Atlas spoke to a small landlord — who preferred to remain anonymous — about his experience during the pandemic. He owns four rental properties located in Marques de Pombal, Intendente, Penha de França, and Lumiar.

He told us that none of his tenants requested to defer rent payments, but he explained, “I rent to international tenants mainly, and in March when most of the countries announced that they would close their borders, most of the tenants chose to return back home and be with their families as no one knew how long the lockdown was going to last.”

 As he elaborated further, we saw that each property had distinct circumstances arise. When describing his Intendente property, he said, “luckily, I had three other tenants that were working from home who ended up staying ‘till June and then decided to move back home anyway.”

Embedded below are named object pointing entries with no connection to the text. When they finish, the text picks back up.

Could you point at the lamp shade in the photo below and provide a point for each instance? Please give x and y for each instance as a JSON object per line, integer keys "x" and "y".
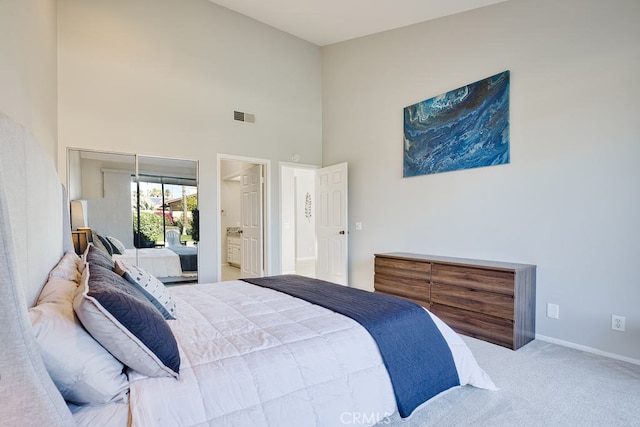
{"x": 78, "y": 214}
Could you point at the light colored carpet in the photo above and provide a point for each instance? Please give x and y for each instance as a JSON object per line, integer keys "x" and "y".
{"x": 541, "y": 384}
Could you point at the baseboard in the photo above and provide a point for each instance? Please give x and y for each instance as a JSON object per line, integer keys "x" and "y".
{"x": 587, "y": 349}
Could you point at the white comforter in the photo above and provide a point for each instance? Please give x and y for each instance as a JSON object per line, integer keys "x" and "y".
{"x": 254, "y": 356}
{"x": 160, "y": 262}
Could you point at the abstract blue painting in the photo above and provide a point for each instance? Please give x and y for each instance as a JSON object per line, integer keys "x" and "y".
{"x": 465, "y": 128}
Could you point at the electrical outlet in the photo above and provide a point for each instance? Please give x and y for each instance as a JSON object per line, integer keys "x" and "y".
{"x": 553, "y": 311}
{"x": 617, "y": 323}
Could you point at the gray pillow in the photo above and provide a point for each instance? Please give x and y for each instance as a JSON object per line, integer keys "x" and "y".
{"x": 97, "y": 257}
{"x": 152, "y": 288}
{"x": 123, "y": 320}
{"x": 83, "y": 371}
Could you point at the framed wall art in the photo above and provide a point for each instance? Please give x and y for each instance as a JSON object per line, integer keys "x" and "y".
{"x": 461, "y": 129}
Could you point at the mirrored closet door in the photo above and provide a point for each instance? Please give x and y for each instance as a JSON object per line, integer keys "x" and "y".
{"x": 142, "y": 209}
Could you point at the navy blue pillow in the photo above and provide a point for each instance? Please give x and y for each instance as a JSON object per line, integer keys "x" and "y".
{"x": 97, "y": 257}
{"x": 112, "y": 310}
{"x": 106, "y": 243}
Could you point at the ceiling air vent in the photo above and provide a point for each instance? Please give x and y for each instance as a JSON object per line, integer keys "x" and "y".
{"x": 244, "y": 117}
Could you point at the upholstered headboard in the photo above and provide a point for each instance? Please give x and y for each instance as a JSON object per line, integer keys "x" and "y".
{"x": 34, "y": 234}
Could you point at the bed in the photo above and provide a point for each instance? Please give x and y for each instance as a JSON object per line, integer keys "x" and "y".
{"x": 230, "y": 353}
{"x": 161, "y": 262}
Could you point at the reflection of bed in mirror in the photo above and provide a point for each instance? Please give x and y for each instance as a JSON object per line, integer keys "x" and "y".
{"x": 160, "y": 262}
{"x": 142, "y": 201}
{"x": 188, "y": 254}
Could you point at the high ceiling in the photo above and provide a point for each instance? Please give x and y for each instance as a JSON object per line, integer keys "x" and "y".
{"x": 324, "y": 22}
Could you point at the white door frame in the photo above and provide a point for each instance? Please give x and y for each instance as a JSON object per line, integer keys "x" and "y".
{"x": 268, "y": 247}
{"x": 292, "y": 165}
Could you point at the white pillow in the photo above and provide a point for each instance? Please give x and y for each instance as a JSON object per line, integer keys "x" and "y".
{"x": 83, "y": 371}
{"x": 69, "y": 267}
{"x": 150, "y": 286}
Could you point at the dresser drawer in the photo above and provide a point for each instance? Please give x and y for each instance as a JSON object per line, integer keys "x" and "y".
{"x": 412, "y": 289}
{"x": 491, "y": 303}
{"x": 477, "y": 325}
{"x": 403, "y": 268}
{"x": 474, "y": 278}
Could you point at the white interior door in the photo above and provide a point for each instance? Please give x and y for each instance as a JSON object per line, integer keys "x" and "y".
{"x": 251, "y": 243}
{"x": 331, "y": 224}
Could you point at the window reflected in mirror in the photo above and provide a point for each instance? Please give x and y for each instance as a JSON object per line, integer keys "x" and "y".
{"x": 142, "y": 210}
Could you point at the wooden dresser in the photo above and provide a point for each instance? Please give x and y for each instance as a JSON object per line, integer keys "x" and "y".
{"x": 489, "y": 300}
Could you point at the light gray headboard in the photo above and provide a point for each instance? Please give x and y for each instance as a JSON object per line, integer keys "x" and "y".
{"x": 33, "y": 237}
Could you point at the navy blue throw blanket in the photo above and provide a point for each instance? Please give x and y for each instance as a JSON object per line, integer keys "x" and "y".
{"x": 414, "y": 351}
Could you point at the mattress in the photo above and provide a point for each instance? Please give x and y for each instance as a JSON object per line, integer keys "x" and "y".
{"x": 160, "y": 262}
{"x": 255, "y": 356}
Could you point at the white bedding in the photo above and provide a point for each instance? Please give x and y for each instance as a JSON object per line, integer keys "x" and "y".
{"x": 160, "y": 262}
{"x": 254, "y": 356}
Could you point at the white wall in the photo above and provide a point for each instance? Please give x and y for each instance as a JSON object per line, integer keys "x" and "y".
{"x": 569, "y": 200}
{"x": 163, "y": 77}
{"x": 28, "y": 67}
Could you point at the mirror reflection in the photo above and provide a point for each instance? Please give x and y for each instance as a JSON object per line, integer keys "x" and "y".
{"x": 141, "y": 209}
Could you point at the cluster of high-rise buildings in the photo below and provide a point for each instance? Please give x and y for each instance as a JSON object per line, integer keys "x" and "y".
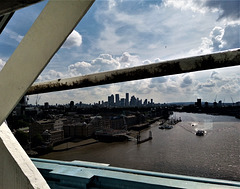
{"x": 117, "y": 101}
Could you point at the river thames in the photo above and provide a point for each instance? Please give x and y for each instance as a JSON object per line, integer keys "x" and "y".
{"x": 176, "y": 151}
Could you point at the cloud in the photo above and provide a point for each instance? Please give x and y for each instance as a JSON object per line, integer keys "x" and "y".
{"x": 219, "y": 39}
{"x": 215, "y": 76}
{"x": 193, "y": 5}
{"x": 187, "y": 81}
{"x": 80, "y": 68}
{"x": 73, "y": 40}
{"x": 228, "y": 9}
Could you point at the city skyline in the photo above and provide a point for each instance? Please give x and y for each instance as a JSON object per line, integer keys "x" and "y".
{"x": 122, "y": 34}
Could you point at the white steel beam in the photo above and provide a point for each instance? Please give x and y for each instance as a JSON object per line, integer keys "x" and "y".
{"x": 44, "y": 38}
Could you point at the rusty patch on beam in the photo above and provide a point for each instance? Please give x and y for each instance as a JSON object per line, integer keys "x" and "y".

Signaling that local tenants have been a safer bet, he said, “I am lucky to have a local Portugese family in the Lumiar apartment, that have been there throughout the pandemic with no problems, which was very beneficial for me during this time.”

Our source also gave some insight into how the sector evolved during the summer months.

“The worst time was during the months of July and August, because people had left, no one was traveling and even if they were, it was too scary to allow new people to move in,” he says. 

He also made mention of the entrance of former short-term rental properties into the long-term rental market and how this made it difficult to find new tenants.

As to the current state of his properties, he said, “since universities have opened and movement was being allowed in August and September, I have been able to find new tenants, but had to lower prices around 20% to be able to compete in today’s market.”